This story will delight my colleague Peter, who has an inexplicable fetish for district heating systems: a group of college students are attempting to set up a hyperlocal utility in Portland, Oregon by linking a network of renewable energy sources over a 54-square block neighborhood. The energy in question isn’t in the form of electricity, but rather heat.
The proposed system is, well, complicated:
> Planned system components include thermal solar collectors, mass thermal storage for heating and anticipated cooling, combining water to water and ground-coupled heat pump technology, waste heat recovery, PV arrays and biofuel boilers for boosting and back-up. A distribution system of hydronic insulated pipes will deliver hot and chilled water for space heating, cooling and domestic hot water to the school, several hundred nearby residences, and commercial buildings.
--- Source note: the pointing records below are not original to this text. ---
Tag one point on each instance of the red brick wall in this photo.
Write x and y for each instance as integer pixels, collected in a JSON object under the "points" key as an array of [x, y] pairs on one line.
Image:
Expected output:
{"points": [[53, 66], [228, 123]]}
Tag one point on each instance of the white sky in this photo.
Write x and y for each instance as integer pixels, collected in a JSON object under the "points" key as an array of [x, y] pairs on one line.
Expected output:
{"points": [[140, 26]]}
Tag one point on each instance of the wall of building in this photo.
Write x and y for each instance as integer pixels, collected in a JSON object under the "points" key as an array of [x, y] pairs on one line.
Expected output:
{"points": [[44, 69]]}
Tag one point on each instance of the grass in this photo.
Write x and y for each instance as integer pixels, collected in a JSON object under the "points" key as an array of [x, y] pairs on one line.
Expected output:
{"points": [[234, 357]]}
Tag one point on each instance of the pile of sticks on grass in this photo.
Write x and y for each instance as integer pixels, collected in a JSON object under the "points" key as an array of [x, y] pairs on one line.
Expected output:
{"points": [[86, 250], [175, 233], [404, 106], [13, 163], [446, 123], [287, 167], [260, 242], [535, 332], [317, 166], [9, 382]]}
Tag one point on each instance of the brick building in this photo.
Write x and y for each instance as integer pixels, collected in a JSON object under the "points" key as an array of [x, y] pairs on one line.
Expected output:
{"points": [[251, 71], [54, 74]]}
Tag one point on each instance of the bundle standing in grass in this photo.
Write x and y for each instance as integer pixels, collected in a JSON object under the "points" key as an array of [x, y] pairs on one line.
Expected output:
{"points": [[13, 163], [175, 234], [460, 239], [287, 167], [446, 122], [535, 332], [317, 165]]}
In plainer English, the planned system will consist of solar hot water heaters and other systems designed to capture clean energy. These energy capture devices will be scattered throughout the neighborhood, in particular taking advantage of roof space on the elementary school and local commercial buildings. Hot (“hydronic”) water will be pooled and stored in tanks beneath a local park, and a series of insulated underground pipes will carry the water to participating homes and businesses.
> Residential and commercial customers can convert from current fossil fuel systems by replacing them with metered heat exchangers which provide hot water on demand and space heating through conventional air handlers that utilize existing ductwork. Boiler systems are replaced with heat exchangers. Hydronic air handlers are installed in existing furnace systems.
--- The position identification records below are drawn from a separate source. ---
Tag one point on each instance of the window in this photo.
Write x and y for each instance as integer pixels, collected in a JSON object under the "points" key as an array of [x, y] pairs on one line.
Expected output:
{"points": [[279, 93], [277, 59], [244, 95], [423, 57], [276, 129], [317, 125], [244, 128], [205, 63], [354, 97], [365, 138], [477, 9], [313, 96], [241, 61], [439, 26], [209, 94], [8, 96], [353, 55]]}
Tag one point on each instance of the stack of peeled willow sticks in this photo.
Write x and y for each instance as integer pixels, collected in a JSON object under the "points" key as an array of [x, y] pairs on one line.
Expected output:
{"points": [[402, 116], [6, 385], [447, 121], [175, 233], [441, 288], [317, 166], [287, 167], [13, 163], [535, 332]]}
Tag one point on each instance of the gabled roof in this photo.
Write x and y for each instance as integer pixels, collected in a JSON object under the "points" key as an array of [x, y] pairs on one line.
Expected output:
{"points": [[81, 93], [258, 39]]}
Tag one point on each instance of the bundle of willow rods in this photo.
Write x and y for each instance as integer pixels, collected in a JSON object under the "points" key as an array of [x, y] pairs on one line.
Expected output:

Again, in English: once the hot water reaches local homes, it can either by used directly, allowing residents to get rid of their boilers, or it can be run through heat exchangers to provide hot air, allowing residents to get rid of their furnaces. Under alternative configurations, the system might also carry cool water to provide carbon-free air conditioning. Energy use will be metered, just as natural gas or electricity would.
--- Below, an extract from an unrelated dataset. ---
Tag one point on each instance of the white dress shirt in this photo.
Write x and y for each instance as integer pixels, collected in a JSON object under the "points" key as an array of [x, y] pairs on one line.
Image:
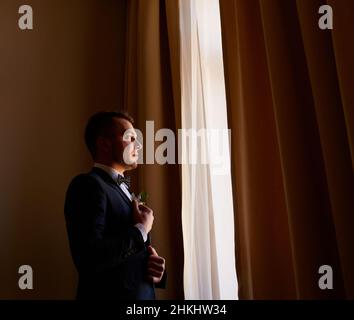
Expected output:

In essence, the system is a giant version of a geothermal or solar hot water system that you might install in your own home. The difference is that the capital costs will be spread over a bigger group of people, efficiencies can be achieved through demand-pooling, and individual homeowners won’t have to deal with maintenance and repair.
The proposal is ambitious; maybe even a little utopian — the utility will be member-owned and will provide revenue to the local elementary school, which will house system controls and some equipment. But precedents for district energy systems do exist in other countries, such as Denmark and Canada. It’s a worthwhile experiment, and hopefully the student planners will find the money and the community support to get it off the ground.